Back to archive

Agentic Systems

Agent State Should Live Outside the Model

A practical argument for storing task state, approvals, actions, and verification outside the conversation window.

Agent State Should Live Outside the Model

The conversation window is a poor database. It is lossy, hard to query, easy to summarize incorrectly, and not built for concurrency. Yet many agent systems treat the model's current context as if it were durable state.

The thesis

The model can reason over state, but it should not own state. Production agent state belongs in explicit records outside the model.

This is not a philosophical preference. It is an operational requirement. If an agent can write files, change tickets, send messages, or trigger workflows, the system needs to know what task is active, which resources are in scope, what approvals were granted, what actions were proposed, what tools ran, what changed, and what remains unresolved. A transcript can help explain those things. It should not be the only place they exist.

The production pattern

An agent is working on a pull request. It reads review comments, edits two files, runs tests, gets a failure, revises one file, asks the user for approval to push, and then loses context because the session is restarted. The next run receives a summary: "Addressed feedback, tests mostly pass, user approved push."

That summary is dangerous. Which comments were addressed? Which files changed? Which test failed? What exactly did the user approve? Did the approval apply before or after the second edit? Was the branch still at the same head? Did the agent already push once before the interruption?

If the state lives only in the model's conversation, the next run must infer answers from incomplete language. If the state lives outside the model, the next run can load the task record, action log, approval grant, file versions, test results, and unresolved verification failures.

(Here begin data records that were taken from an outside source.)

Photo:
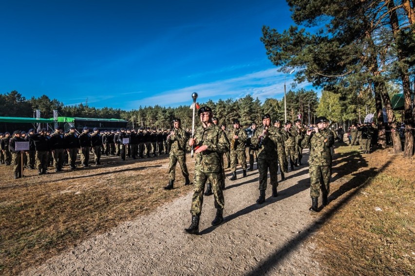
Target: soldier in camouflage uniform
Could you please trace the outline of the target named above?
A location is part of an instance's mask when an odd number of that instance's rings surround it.
[[[189,144],[194,146],[196,163],[194,169],[194,188],[190,213],[191,224],[185,230],[189,234],[199,233],[199,222],[203,204],[203,190],[208,179],[212,183],[215,198],[216,215],[212,225],[217,225],[223,221],[225,199],[221,187],[222,181],[222,163],[221,156],[229,151],[229,143],[222,129],[212,122],[213,113],[208,106],[198,111],[202,126],[195,132],[194,138],[189,139]]]
[[[287,161],[290,163],[291,171],[294,171],[294,166],[297,164],[295,162],[296,137],[298,135],[297,131],[293,129],[291,122],[287,121],[284,129],[287,133],[288,138],[285,141],[285,155]]]
[[[245,154],[245,143],[247,136],[246,133],[240,127],[239,121],[233,120],[233,129],[227,134],[227,139],[230,142],[230,170],[232,172],[231,180],[236,180],[236,162],[239,160],[242,167],[242,177],[246,176],[246,155]]]
[[[12,155],[12,164],[13,165],[15,179],[23,177],[21,173],[21,157],[25,154],[24,151],[16,151],[16,142],[24,142],[24,140],[20,138],[20,130],[16,130],[13,132],[13,137],[9,140],[9,144],[7,145]]]
[[[277,151],[278,153],[280,171],[281,172],[281,181],[283,181],[285,179],[284,173],[288,171],[288,163],[285,156],[285,141],[288,138],[288,136],[283,129],[280,120],[275,120],[274,126],[277,128]]]
[[[170,154],[169,156],[169,184],[164,187],[165,190],[173,188],[176,178],[176,164],[177,162],[182,169],[182,173],[185,177],[185,185],[190,184],[189,172],[186,166],[186,144],[189,139],[188,133],[181,127],[181,121],[178,118],[173,119],[173,131],[168,136],[168,142],[170,144]]]
[[[298,166],[302,165],[301,163],[301,159],[302,158],[302,148],[301,147],[301,141],[305,135],[305,130],[304,129],[304,126],[301,123],[301,120],[300,119],[297,119],[294,121],[293,129],[297,133],[297,136],[295,137],[295,155],[294,157],[295,164]]]
[[[332,156],[330,147],[334,143],[332,132],[325,128],[328,120],[320,117],[316,120],[317,127],[307,131],[301,144],[303,148],[310,148],[308,159],[310,173],[310,196],[312,205],[310,210],[318,212],[320,189],[322,194],[322,205],[328,204],[327,196],[330,192],[330,178],[331,176]]]
[[[259,172],[260,196],[257,203],[262,204],[265,201],[265,191],[266,190],[268,171],[271,179],[270,184],[272,186],[272,196],[278,195],[277,188],[278,180],[278,153],[277,151],[277,132],[278,130],[271,125],[271,116],[265,114],[262,117],[263,130],[257,131],[251,138],[254,146],[258,146],[258,171]]]
[[[352,137],[352,141],[350,142],[351,146],[356,145],[356,139],[358,138],[358,128],[355,124],[352,124],[352,128],[350,129],[350,136]]]

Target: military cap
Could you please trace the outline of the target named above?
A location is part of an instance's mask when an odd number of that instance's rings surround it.
[[[202,106],[197,111],[197,115],[200,115],[203,112],[212,112],[212,109],[209,106]]]
[[[316,123],[319,123],[319,122],[327,122],[328,121],[328,120],[324,116],[320,116],[316,119]]]

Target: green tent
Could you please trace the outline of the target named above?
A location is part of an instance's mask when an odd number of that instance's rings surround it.
[[[392,104],[392,109],[394,110],[403,110],[404,102],[403,93],[395,94],[391,100],[391,103]]]
[[[0,117],[0,122],[14,123],[53,123],[53,120],[36,118],[25,118],[23,117]]]

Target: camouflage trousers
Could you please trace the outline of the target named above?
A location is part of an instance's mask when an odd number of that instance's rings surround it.
[[[81,164],[88,165],[89,162],[89,151],[90,147],[82,147],[81,148]]]
[[[285,151],[282,147],[281,148],[277,147],[277,151],[278,152],[280,170],[283,172],[287,172],[288,171],[288,162],[287,161],[287,156],[285,155]]]
[[[46,171],[48,168],[48,158],[49,152],[38,151],[36,152],[36,167],[38,170]]]
[[[253,149],[249,148],[248,151],[248,155],[249,155],[249,166],[251,167],[254,166],[254,160],[255,158],[258,158],[258,149]],[[254,157],[255,155],[255,158]]]
[[[199,215],[202,213],[203,205],[203,191],[205,185],[208,180],[212,185],[212,191],[215,199],[215,208],[223,210],[225,207],[225,198],[221,187],[222,181],[221,172],[211,173],[195,170],[193,194],[191,200],[190,213],[192,216]]]
[[[23,154],[23,155],[26,155]],[[21,173],[21,154],[12,153],[12,164],[13,165],[13,172],[17,174]]]
[[[362,149],[364,151],[370,150],[370,139],[362,139]]]
[[[179,162],[182,173],[185,177],[189,177],[189,172],[186,166],[186,155],[184,154],[181,155],[170,155],[169,156],[169,179],[174,180],[176,179],[176,164]]]
[[[68,159],[69,164],[71,166],[75,166],[75,162],[76,161],[76,156],[78,155],[78,149],[74,148],[73,149],[69,149],[68,152]]]
[[[295,162],[295,147],[285,146],[285,156],[287,163],[290,164]],[[287,165],[288,166],[288,165]]]
[[[236,163],[238,160],[241,163],[242,170],[246,170],[246,155],[245,151],[230,151],[230,170],[232,172],[236,171]]]
[[[63,167],[63,149],[55,149],[52,151],[54,166],[57,169],[62,169]]]
[[[350,144],[352,146],[354,146],[356,145],[356,138],[357,138],[357,136],[355,136],[354,135],[351,136],[352,137],[352,141],[350,142]]]
[[[95,163],[99,162],[99,160],[101,159],[101,146],[95,146],[94,147],[94,161],[95,161]]]
[[[258,172],[259,172],[260,185],[258,190],[266,190],[266,182],[268,179],[268,170],[269,170],[270,184],[278,186],[277,175],[278,174],[278,163],[277,159],[258,158]]]
[[[312,198],[320,196],[320,189],[323,194],[330,192],[330,178],[331,176],[331,166],[319,166],[310,164],[310,196]]]

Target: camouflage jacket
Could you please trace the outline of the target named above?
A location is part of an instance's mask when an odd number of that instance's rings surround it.
[[[227,139],[229,140],[229,142],[230,143],[230,148],[229,149],[231,151],[243,152],[245,150],[245,143],[246,142],[248,136],[246,135],[246,133],[245,132],[245,130],[241,128],[238,129],[234,128],[228,131],[227,135]],[[233,136],[235,135],[237,135],[239,138],[234,140]]]
[[[303,148],[310,148],[310,165],[320,166],[331,165],[332,157],[330,148],[334,143],[334,136],[331,130],[320,130],[319,133],[312,132],[305,137],[301,142]]]
[[[278,139],[278,129],[272,125],[268,129],[268,135],[262,139],[259,137],[262,135],[262,131],[256,131],[251,138],[251,142],[254,146],[260,146],[258,149],[258,158],[262,159],[276,159],[278,157],[277,151],[277,142]]]
[[[196,154],[195,170],[205,173],[221,172],[222,154],[228,152],[229,147],[225,132],[212,123],[206,128],[198,127],[194,138],[197,146],[208,146],[207,150]]]
[[[168,142],[170,143],[170,155],[184,155],[186,150],[186,144],[189,139],[189,135],[182,128],[175,128],[173,131],[174,135],[169,138]]]
[[[287,136],[288,137],[285,141],[285,146],[295,147],[296,137],[298,135],[297,130],[293,128],[293,127],[291,127],[291,128],[288,129],[288,131],[285,131],[285,133],[287,134]]]

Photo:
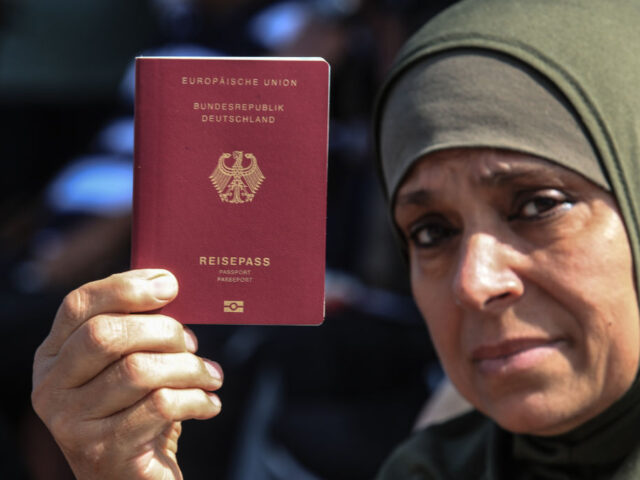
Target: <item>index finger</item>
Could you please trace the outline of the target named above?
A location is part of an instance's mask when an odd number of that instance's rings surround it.
[[[62,301],[41,353],[56,355],[66,339],[96,315],[155,310],[177,294],[176,278],[161,269],[131,270],[82,285]]]

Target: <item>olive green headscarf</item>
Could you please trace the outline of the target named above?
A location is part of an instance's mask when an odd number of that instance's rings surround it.
[[[534,93],[532,98],[546,99],[544,105],[553,112],[552,117],[568,114],[573,119],[565,132],[567,144],[578,145],[580,152],[569,158],[572,156],[567,149],[562,150],[562,142],[556,141],[560,137],[551,138],[552,134],[546,146],[526,141],[527,128],[537,134],[541,131],[536,130],[536,119],[522,131],[501,129],[496,122],[495,143],[487,142],[484,134],[469,143],[461,140],[464,135],[434,134],[428,122],[413,119],[407,123],[407,128],[413,128],[407,135],[413,135],[413,139],[407,137],[407,144],[383,144],[381,129],[391,117],[385,116],[392,113],[392,121],[401,118],[403,89],[407,85],[415,87],[424,79],[421,66],[432,67],[442,59],[457,56],[473,57],[474,53],[476,58],[497,59],[509,65],[505,71],[513,71],[513,67],[533,72],[530,77],[548,95],[535,97]],[[433,78],[432,71],[429,79]],[[446,91],[445,87],[438,95],[446,96]],[[400,101],[393,100],[394,96]],[[405,100],[405,106],[425,101],[417,97]],[[433,106],[434,102],[446,103],[446,98],[426,102]],[[465,115],[476,118],[473,112]],[[492,114],[485,115],[480,123],[488,122],[491,127],[492,118]],[[460,2],[430,21],[401,50],[379,96],[374,121],[379,169],[390,202],[420,156],[455,146],[494,146],[532,153],[573,168],[611,190],[625,221],[635,259],[636,284],[640,284],[640,1]],[[490,128],[485,131],[491,133]],[[502,135],[505,132],[506,137]],[[445,142],[425,142],[430,135]],[[423,137],[419,151],[409,151],[419,136]],[[603,414],[558,437],[512,435],[477,412],[436,426],[435,432],[435,436],[421,434],[400,449],[381,478],[640,479],[640,384],[636,381]],[[462,435],[464,432],[468,435]]]

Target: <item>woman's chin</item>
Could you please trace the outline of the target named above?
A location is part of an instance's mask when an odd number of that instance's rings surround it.
[[[541,394],[512,395],[488,408],[479,407],[505,430],[517,434],[553,436],[567,433],[597,415],[585,405],[562,405]],[[564,407],[564,408],[563,408]]]

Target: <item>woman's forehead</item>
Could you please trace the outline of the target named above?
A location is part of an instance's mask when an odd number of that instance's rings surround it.
[[[416,162],[400,185],[397,200],[416,189],[441,189],[457,181],[493,186],[527,176],[558,178],[568,173],[567,169],[547,160],[509,150],[441,150]]]

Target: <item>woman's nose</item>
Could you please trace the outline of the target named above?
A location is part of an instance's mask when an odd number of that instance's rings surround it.
[[[489,233],[473,233],[463,239],[453,294],[457,304],[489,310],[510,305],[524,292],[513,270],[518,252]]]

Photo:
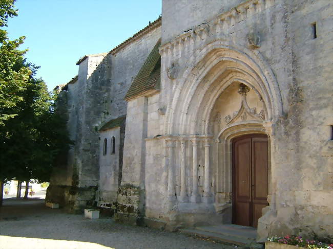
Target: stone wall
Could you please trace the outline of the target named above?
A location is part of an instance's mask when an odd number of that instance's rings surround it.
[[[245,0],[168,0],[162,1],[162,44],[186,30],[207,22]]]
[[[71,115],[69,131],[75,144],[64,170],[55,172],[49,199],[80,211],[95,205],[99,182],[98,132],[101,124],[127,113],[125,94],[157,40],[160,26],[151,28],[112,53],[80,60],[78,81],[69,84],[63,101]],[[75,85],[75,88],[71,85]],[[120,156],[122,156],[122,155]]]
[[[161,160],[163,158],[161,154],[164,153],[167,157],[170,156],[166,152],[169,149],[162,142],[163,140],[154,139],[154,136],[159,134],[175,138],[173,139],[176,141],[174,143],[178,145],[174,146],[175,152],[172,160],[175,168],[171,173],[176,178],[174,193],[178,196],[180,183],[177,171],[181,167],[181,157],[177,153],[181,149],[179,145],[181,137],[209,134],[206,121],[213,105],[210,105],[210,95],[206,93],[211,90],[213,94],[217,89],[209,89],[210,84],[214,83],[218,87],[216,80],[221,80],[217,77],[226,66],[239,67],[246,72],[248,70],[242,68],[243,65],[239,66],[232,62],[243,60],[242,63],[248,64],[251,70],[256,71],[257,74],[251,76],[252,78],[249,76],[245,77],[244,80],[251,84],[260,78],[260,80],[266,82],[265,86],[255,84],[252,87],[253,90],[260,93],[267,108],[265,122],[258,130],[248,127],[242,130],[243,133],[255,130],[267,134],[270,142],[270,206],[263,210],[264,215],[259,220],[258,239],[275,234],[313,235],[315,233],[322,236],[332,234],[332,227],[329,221],[331,220],[333,212],[328,201],[333,194],[332,154],[329,152],[332,148],[333,123],[331,115],[332,71],[329,65],[332,64],[332,57],[328,55],[331,53],[329,41],[333,35],[329,14],[333,8],[332,3],[325,0],[304,0],[301,3],[249,1],[236,8],[231,8],[230,11],[221,13],[210,20],[207,18],[207,23],[193,28],[194,22],[187,20],[188,18],[191,19],[191,15],[178,15],[177,11],[183,9],[175,10],[168,5],[170,3],[163,2],[162,30],[166,34],[160,49],[161,90],[156,104],[159,108],[166,107],[166,113],[164,116],[159,116],[164,122],[159,130],[156,122],[154,124],[148,123],[148,126],[152,127],[148,129],[150,135],[148,137],[153,140],[146,144],[147,216],[168,222],[174,215],[174,213],[169,215],[167,212],[161,215],[160,198],[148,197],[154,196],[152,192],[149,192],[149,186],[160,185],[161,182],[163,184],[165,183],[162,176],[168,170]],[[205,4],[207,9],[216,8],[213,4]],[[196,7],[200,9],[200,4],[184,8]],[[168,19],[172,13],[176,13],[175,22]],[[198,20],[200,14],[196,16]],[[315,23],[316,38],[313,29]],[[178,24],[185,24],[187,26],[179,28],[180,25]],[[186,31],[181,33],[180,29]],[[175,34],[180,35],[177,36],[167,30],[177,30]],[[168,36],[168,34],[172,35]],[[168,42],[172,40],[169,37],[175,36],[177,36],[175,39]],[[232,58],[232,62],[224,63],[219,60],[222,59],[219,58],[225,58],[223,59],[227,61],[230,60],[228,57]],[[237,74],[231,75],[236,76]],[[259,78],[256,79],[256,77]],[[151,98],[155,100],[156,97]],[[258,106],[258,108],[262,108],[260,105]],[[207,116],[203,116],[206,113]],[[149,111],[148,117],[150,115]],[[206,161],[203,159],[205,149],[198,148],[200,188],[200,175],[203,177],[205,173],[201,172],[199,165],[204,166]],[[212,149],[215,149],[213,147]],[[210,154],[211,163],[215,165],[217,160],[226,163],[225,158],[217,159],[216,156],[218,156]],[[169,164],[169,168],[170,160],[170,158],[169,162],[168,159],[164,160]],[[169,170],[169,175],[170,173]],[[151,177],[148,179],[149,174]],[[154,177],[155,175],[159,177]],[[214,179],[216,176],[212,177]],[[214,180],[219,180],[223,185],[226,180],[222,178]],[[157,191],[167,191],[160,187]],[[221,198],[227,200],[228,195],[224,193]],[[164,198],[167,199],[167,195],[164,194]],[[170,201],[167,200],[163,208],[168,208]],[[172,209],[178,210],[176,213],[180,216],[182,204],[177,200],[175,203]],[[195,207],[192,205],[192,209],[195,210]]]

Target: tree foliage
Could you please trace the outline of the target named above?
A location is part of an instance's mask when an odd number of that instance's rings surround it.
[[[34,78],[37,67],[26,64],[33,72],[23,101],[8,110],[13,118],[0,127],[0,178],[48,182],[59,154],[66,153],[70,144],[66,122],[53,111],[53,97],[44,81]],[[11,112],[10,112],[11,111]]]
[[[17,15],[14,2],[0,0],[0,27]],[[35,77],[38,67],[16,49],[23,40],[9,41],[0,31],[0,182],[48,182],[71,141],[66,121],[54,111],[54,96]]]
[[[4,29],[7,26],[8,18],[17,15],[14,2],[0,0],[0,126],[17,115],[6,111],[23,100],[20,94],[25,89],[31,73],[23,63],[27,50],[17,49],[25,37],[10,40]]]

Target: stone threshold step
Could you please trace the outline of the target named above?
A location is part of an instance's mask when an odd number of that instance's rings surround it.
[[[223,235],[215,233],[210,233],[204,231],[198,230],[197,229],[181,229],[181,233],[188,235],[196,235],[199,237],[211,239],[218,241],[221,241],[229,244],[234,244],[238,245],[245,245],[247,244],[253,243],[252,240],[237,237]]]
[[[227,236],[237,237],[253,241],[255,241],[257,238],[257,231],[256,230],[242,230],[241,229],[230,229],[225,226],[209,226],[197,227],[196,230],[214,233]]]

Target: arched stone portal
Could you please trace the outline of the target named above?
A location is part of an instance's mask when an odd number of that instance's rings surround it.
[[[197,51],[184,67],[166,113],[169,207],[230,223],[232,141],[267,135],[270,175],[272,124],[282,112],[279,87],[259,53],[221,41]]]

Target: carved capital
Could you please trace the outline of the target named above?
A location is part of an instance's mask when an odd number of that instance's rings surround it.
[[[246,85],[241,83],[239,84],[239,89],[238,93],[242,96],[246,96],[246,94],[249,92],[249,87]]]

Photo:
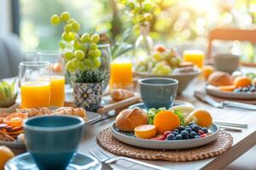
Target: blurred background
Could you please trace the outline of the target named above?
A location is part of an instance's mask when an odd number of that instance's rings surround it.
[[[255,28],[256,0],[155,1],[160,7],[150,36],[167,46],[206,51],[208,32],[215,27]],[[107,33],[112,42],[121,41],[123,32],[131,28],[131,17],[115,0],[0,0],[0,35],[16,34],[22,50],[57,49],[61,26],[53,27],[49,18],[65,10],[82,24],[82,31]],[[138,31],[129,32],[128,42],[134,44]],[[247,42],[215,41],[212,51],[231,52],[253,63],[254,48]]]

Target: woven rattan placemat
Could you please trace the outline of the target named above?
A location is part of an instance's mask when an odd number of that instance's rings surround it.
[[[99,133],[97,142],[105,150],[119,156],[145,160],[188,162],[207,159],[224,153],[232,146],[233,138],[229,133],[221,131],[214,142],[199,148],[178,150],[148,150],[119,141],[112,135],[110,128],[107,128]]]

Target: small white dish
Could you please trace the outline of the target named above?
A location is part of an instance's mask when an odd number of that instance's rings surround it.
[[[154,150],[183,150],[205,145],[214,141],[219,133],[219,128],[215,123],[212,123],[208,130],[212,134],[205,138],[183,140],[151,140],[138,139],[134,133],[121,132],[116,128],[114,122],[111,126],[112,134],[118,140],[130,145]]]
[[[224,92],[218,90],[217,87],[207,84],[206,86],[206,92],[212,96],[234,99],[256,99],[256,93],[235,93],[235,92]]]

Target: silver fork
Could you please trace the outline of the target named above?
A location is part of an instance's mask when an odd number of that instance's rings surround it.
[[[90,150],[89,151],[90,151],[90,153],[92,156],[94,156],[95,157],[96,157],[102,163],[102,166],[104,166],[105,164],[107,164],[108,166],[110,167],[109,164],[111,164],[111,163],[114,163],[114,162],[116,162],[119,160],[125,160],[125,161],[128,161],[130,162],[133,162],[133,163],[137,163],[137,164],[147,167],[150,167],[152,169],[169,170],[169,169],[165,168],[165,167],[159,167],[159,166],[152,165],[152,164],[149,164],[149,163],[145,163],[145,162],[139,162],[139,161],[137,161],[137,160],[133,160],[133,159],[131,159],[131,158],[128,158],[128,157],[123,157],[123,156],[110,157],[104,151],[102,151],[101,149],[98,149],[98,148],[96,148],[94,150]],[[113,169],[113,167],[111,167],[111,168]]]

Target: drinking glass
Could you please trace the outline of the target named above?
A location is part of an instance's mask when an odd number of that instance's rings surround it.
[[[205,54],[201,50],[185,50],[183,52],[183,60],[193,63],[201,69],[204,65]]]
[[[109,82],[109,76],[110,76],[109,65],[111,62],[111,51],[110,51],[111,49],[109,44],[100,44],[98,45],[98,48],[102,51],[101,66],[99,69],[105,71],[108,75],[106,79],[104,80],[103,91],[105,91]]]
[[[48,107],[50,100],[49,63],[20,64],[21,108]]]
[[[21,61],[26,62],[26,61],[38,61],[38,54],[37,51],[25,51],[22,53]]]
[[[65,99],[65,71],[62,55],[58,51],[38,52],[40,61],[50,64],[50,105],[63,106]]]

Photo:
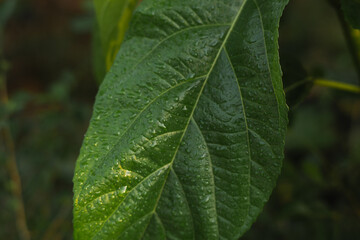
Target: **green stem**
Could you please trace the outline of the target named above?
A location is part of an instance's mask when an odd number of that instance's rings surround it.
[[[7,63],[3,60],[2,54],[2,31],[0,27],[0,104],[6,107],[8,104],[8,94],[6,86],[6,70]],[[5,116],[7,118],[7,116]],[[7,119],[5,119],[5,122]],[[15,217],[16,227],[21,240],[30,240],[30,232],[27,227],[25,206],[22,196],[21,178],[16,163],[15,144],[11,135],[10,127],[5,124],[4,127],[0,128],[0,139],[4,144],[5,158],[6,158],[6,169],[10,175],[11,180],[11,191],[16,200]]]
[[[360,83],[360,55],[359,55],[360,48],[356,44],[356,40],[354,39],[354,35],[352,34],[352,28],[345,20],[345,16],[343,11],[341,10],[341,5],[339,0],[328,0],[328,1],[330,5],[334,8],[336,15],[338,17]]]
[[[359,86],[355,86],[355,85],[348,84],[348,83],[332,81],[332,80],[323,79],[323,78],[306,78],[302,81],[299,81],[297,83],[290,85],[289,87],[285,88],[284,91],[285,91],[285,93],[288,93],[288,92],[290,92],[306,83],[309,83],[309,82],[312,82],[314,85],[317,85],[317,86],[329,87],[329,88],[334,88],[337,90],[352,92],[352,93],[360,93]]]

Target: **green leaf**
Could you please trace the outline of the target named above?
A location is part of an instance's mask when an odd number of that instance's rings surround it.
[[[17,0],[0,1],[0,29],[4,27],[6,22],[13,14]]]
[[[287,106],[287,0],[146,0],[74,177],[75,239],[238,239],[268,200]]]
[[[360,0],[341,0],[341,8],[350,25],[360,29]]]
[[[115,60],[132,13],[140,1],[94,0],[106,71],[110,70]]]

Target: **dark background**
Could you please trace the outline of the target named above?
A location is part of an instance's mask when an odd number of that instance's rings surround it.
[[[6,121],[32,239],[72,239],[72,177],[98,89],[91,3],[21,0],[6,25]],[[285,81],[301,80],[301,63],[310,76],[359,83],[326,0],[290,1],[280,52]],[[360,95],[320,86],[305,94],[291,104],[278,185],[243,239],[360,239]],[[4,159],[0,148],[0,239],[11,240],[18,203]]]

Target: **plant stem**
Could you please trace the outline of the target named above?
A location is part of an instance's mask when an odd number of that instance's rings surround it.
[[[1,31],[1,29],[0,29]],[[2,35],[0,33],[0,43],[2,40]],[[8,104],[8,94],[6,86],[6,68],[7,64],[2,57],[2,47],[0,44],[0,104],[6,106]],[[7,118],[7,116],[5,117]],[[5,122],[7,119],[5,119]],[[15,217],[16,217],[16,227],[19,233],[19,238],[21,240],[30,240],[30,232],[27,227],[25,207],[22,197],[22,187],[21,187],[21,178],[16,163],[15,155],[15,144],[11,135],[10,127],[8,124],[5,124],[0,128],[0,137],[5,147],[5,158],[6,158],[6,169],[10,175],[11,179],[11,191],[16,200],[15,208]]]
[[[345,20],[339,0],[329,0],[328,2],[334,8],[338,17],[360,83],[360,48],[357,46],[354,36],[351,34],[352,28]]]

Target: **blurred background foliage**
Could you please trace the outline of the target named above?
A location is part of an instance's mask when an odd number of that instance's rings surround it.
[[[94,21],[91,0],[20,0],[4,28],[9,101],[0,127],[9,126],[14,139],[32,239],[72,239],[72,177],[98,89]],[[290,1],[280,53],[285,85],[309,76],[359,85],[326,0]],[[282,175],[243,239],[360,239],[360,95],[304,84],[287,97]],[[0,239],[12,240],[19,239],[18,203],[2,144]]]

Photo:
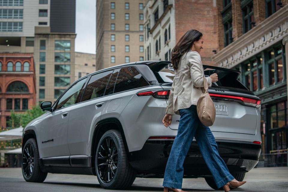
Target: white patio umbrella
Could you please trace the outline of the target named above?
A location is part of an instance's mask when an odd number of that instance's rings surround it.
[[[23,128],[21,126],[18,128],[0,132],[0,141],[21,139],[23,132]]]

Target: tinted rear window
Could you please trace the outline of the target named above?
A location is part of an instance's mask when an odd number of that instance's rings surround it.
[[[135,67],[121,68],[117,77],[114,93],[145,87],[149,85]]]

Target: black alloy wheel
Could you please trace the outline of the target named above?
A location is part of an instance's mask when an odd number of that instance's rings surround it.
[[[131,186],[136,172],[128,161],[120,132],[107,131],[102,136],[95,156],[97,178],[103,188],[123,189]]]

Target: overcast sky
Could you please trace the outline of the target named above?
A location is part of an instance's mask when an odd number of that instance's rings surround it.
[[[96,52],[96,10],[95,0],[76,1],[76,51]]]

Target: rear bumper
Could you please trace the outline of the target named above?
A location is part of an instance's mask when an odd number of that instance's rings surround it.
[[[129,160],[138,173],[163,176],[173,140],[147,141],[141,150],[129,153]],[[231,173],[250,171],[258,162],[261,145],[243,141],[217,140],[218,151]],[[211,175],[193,141],[184,161],[184,177],[197,177]]]

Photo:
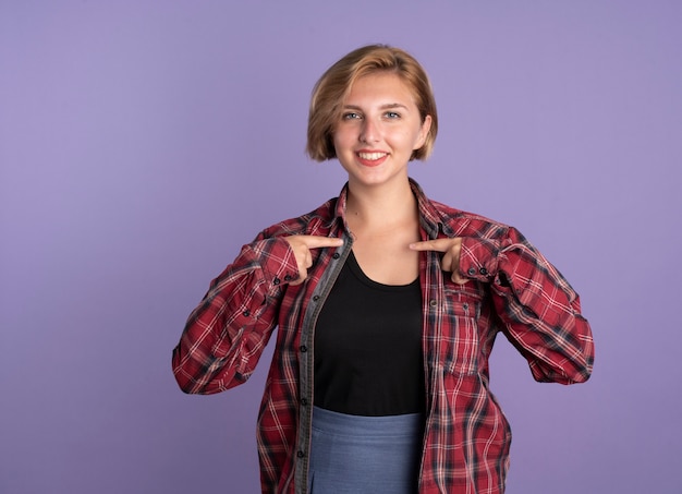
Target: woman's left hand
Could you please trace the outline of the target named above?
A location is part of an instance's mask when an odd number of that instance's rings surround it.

The difference is not cosmetic. It is the difference between resuming work and guessing.

The model

I separate agent state into five records: task, world observations, proposals, execution ledger, and verification ledger.

The task record contains the objective, requester, scope, constraints, deadline, and current status. It answers, "What are we trying to do, and where are the boundaries?" For example: address review feedback on PR 123, modify only files under docs/, do not push without approval, stop if tests fail outside the edited area.

World observations capture what the agent has read. They include source, resource version, capture time, and summary. A file read, issue comment, deployment status, policy decision, and test result are different observations. They should not be flattened into one memory sentence.

Proposals capture intended writes before they happen. A proposal says what the agent wants to do, why, and which observations support it. If the proposal changes, it gets a new identity. That makes approval drift visible.

The execution ledger records tool calls and effects. It stores inputs, outputs, ids, timestamps, errors, and ambiguous outcomes. If a ticket creation timed out, the ledger should not say "failed" unless reconciliation proved no ticket exists. It should say the outcome is unknown.

The verification ledger records post-action checks. It is where the system stores "read file back and hash matches," "CI job 456 passed," "message id 789 exists in the thread," or "policy check denied production deploy." This gives later runs a factual base.

Where this goes wrong

The first failure is memory optimism. The agent says, "I remember the user approved this." Maybe it does. Maybe the approval applied to an earlier proposal. Maybe the conversation was summarized and lost the condition. Durable approvals need ids, scopes, and expiry.

The second failure is concurrent work. Two agents pick up the same ticket, both read the same initial state, and both write different fixes. If ownership exists only in their prompts, neither can reliably fence the other out. External state can hold a lease, branch reservation, or task assignment.

The third failure is retry confusion. A tool call fails with a network error. The model decides to try again. Without an execution ledger and idempotency key, the retry may duplicate a side effect. The model cannot reason its way out of an ambiguous outcome it did not record.

The fourth failure is audit theater. A transcript is stored, but it is too long and unstructured to answer simple questions. Which policy allowed this write? Which approval was used? Which verification failed? If answering requires rereading thousands of tokens, the state model is doing the wrong job.

The counterpoint is that very small agents can keep light state. A local assistant drafting a throwaway note does not need a task database. But as soon as an agent crosses process boundaries, resumes after interruption, or affects shared systems, external state pays for itself quickly.

What I do now

I make the model read state at the beginning of each turn instead of assuming continuity. The prompt can include a concise view, but the source of truth is the task record and ledgers.

I design tools to update state as part of execution. A write tool should not only perform the write; it should append to the action ledger. A verification tool should not only return a result to the model; it should record the observation. If the model crashes, the system still knows what happened.

I keep approvals and stop conditions outside the model. The model can request approval and explain why. It cannot decide that an old approval still applies. The model can recommend stopping. The system can enforce stop conditions when preconditions fail, budgets expire, or policy denies the action.

I also make state compact enough to inspect. Good state is boring: records with ids, timestamps, resources, versions, and outcomes. It should be possible to answer the important questions without reconstructing the whole conversation.

Closing takeaway

Use the model for reasoning, not memory. Durable state is the part of an agent system that survives retries, interruptions, audits, and changed plans.